Hydra config for dataset loading, normalization, augmentation, and sampling behavior.

Attributes:

Name Type Description
preload_data_in_memory bool

Whether to preload the entire zarr into RAM, speeds up training considerably but works only for small datasets.

recreate_zarr_on_missing_keys bool

Whether a zarr store lacking keys required by this task may be deleted and rebuilt from the raw sources. Off by default so a wrong task configuration cannot destroy an expensive store.

batch_size int

Batching.

num_workers int

Dataloader worker process count.

shuffle bool

Whether training samples are shuffled each epoch.

image_norm_type str

Data processing.

depth_norm_type str

Normalization mode for depth images.

kinematics_norm_type str

Normalization mode for kinematic signals.

winsorize_depth bool

Whether depth values are clipped to quantile bounds before fitting.

depth_winsorize_quantiles tuple[float, float]

Lower and upper quantiles clipping depth values.

winsorize_kinematics bool

Whether kinematic values are clipped to quantile bounds before fitting.

kinematics_winsorize_quantiles tuple[float, float]

Lower and upper quantiles clipping kinematic values.

clamp_kinematics_range bool

Kinematics normalization clamping - useful for datasets with very small action deltas.

min_kinematics_std float

Minimum standard deviation before a kinematic dimension is treated as constant.

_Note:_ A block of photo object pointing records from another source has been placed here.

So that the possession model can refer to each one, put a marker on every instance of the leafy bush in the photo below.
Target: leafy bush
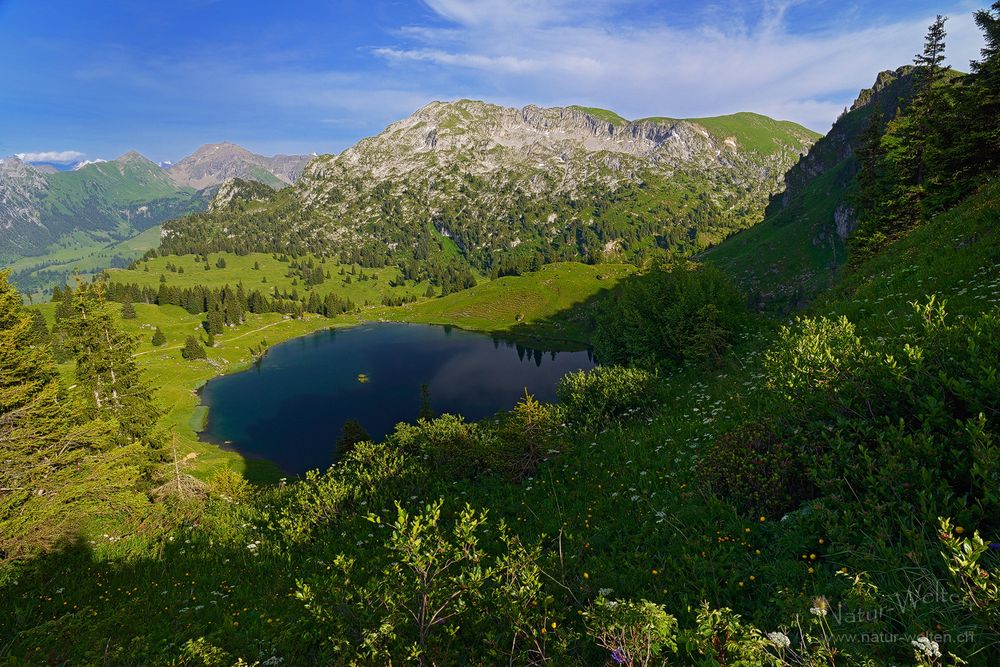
(755, 470)
(668, 316)
(635, 633)
(595, 398)
(158, 338)
(522, 438)
(448, 443)
(883, 409)
(229, 485)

min_kinematics_range float

Minimum value range before a kinematic dimension is treated as constant.

tokenization TokenizationConfig

Tokenization.

color_augmentation AugmentationPipelineConfig

Whether color augmentations are applied to camera images.

spatial_augmentation AugmentationPipelineConfig | None

Whether spatial augmentations are applied to camera images.

skip_initial_episode_steps int

: Whether to skip the initial n steps of each episode due to recording artifacts.

downsample_factor int

: Whether to downsample each dataset episode by taking every n-th step.

action_backward_shift int

: Number of steps to shift actions backward in the sequence, to compensate for hardware latency.

trailing_padded_actions int | None

: Max trailing padding allowed per sampled window. Valid starts per episode: : episode_length - sequence_length + trailing_padded_actions + 1. If 0, only windows that fit : entirely within the episode are sampled (no right-side padding). When None (default), resolves : to pred_horizon - 1.

val_ratio float

: Ratio of dataset episodes to use for validation.

total_ratio float

: Ratio of total dataset episodes to use (for ablation studies on varying dataset sizes).

action_sample_size int

: Number of action rows to stash on the normalizer per action key for downstream : data-aware initialization (e.g. mixture-density head k-means++). Set to 0 to : disable. Memory cost per action key is action_sample_size * action_dim * : bytes_per_element.